Hybrid: model allows digital and human workforce to collaborate by seamlessly passing different work tasks among themselves. For example while processing a loan an employee might use the Assisted RPA to fetch data from multiple systems and take decision using approval criteria. With the decision made, the following tasks are sent to Unattended RPA pool for update in the requisite systems and generating the paperwork for dispatch. Employees can monitor the status of work that delegated to the RPA units. This approach works great for processes with multiple business decision points and data driven sub tasks. The pooling of digital workforce allows the robots to and humans to work in their domains, contributing to process effectiveness and shorter work cycle times.The efficiencies obtained with this approach is generally larger than standalone RPA approach.

With multiple models of RPA going mainstream, for many early adopters the benefits of this solution have already begun to flatten out. They are already looking at Cognitive RPA as the next evolutionary step towards better service and cost models. While RPA focuses on replicating small tasks with capability restricted to structured information, Cognitive part of CRPA can work with unstructured data, take decision forks and then execute, all the while learning from the process. While RPA in its many forms is able to execute tasks on our behalf, CRPA is capable of doing multiple tasks and can present us with inferences, alerts and opportunities from the work done.
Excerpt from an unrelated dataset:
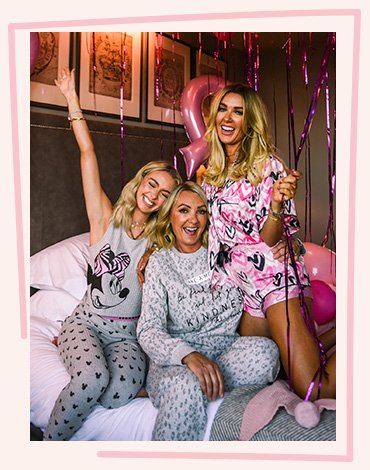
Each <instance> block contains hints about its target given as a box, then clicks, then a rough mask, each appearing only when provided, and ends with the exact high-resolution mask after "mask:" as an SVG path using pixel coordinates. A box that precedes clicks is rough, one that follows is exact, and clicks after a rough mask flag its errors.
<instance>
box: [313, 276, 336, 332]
mask: <svg viewBox="0 0 370 470" xmlns="http://www.w3.org/2000/svg"><path fill="white" fill-rule="evenodd" d="M311 285H312V294H313V301H312V314H313V318H314V320H315V322H316V323H317V324H318V325H325V324H326V323H329V322H330V321H332V320H334V318H335V314H336V294H335V292H334V291H333V290H332V289H331V288H330V286H329V285H328V284H326V282H324V281H311Z"/></svg>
Cognitive RPA(CRPA) can be seen as application of “narrow AI” on top of the RPA function. We use the term narrow AI because the current crop of RPA have their cognitive functions focused on specific type functions like reading emails, handwritten forms, recognition of patterns like images, maps and executing specific logic paths. Because strength of CRPA is that in it being a learning system it requires sufficient data sample to learn from and this can in some environments be a shortcoming.

With the rising capabilities of CRPA giving it wider execution play field, it has the potential to one-day break down the walls between the front-office and the back-office. The CRPA force sitting in corporate network might complete much of the work at the front office stage itself.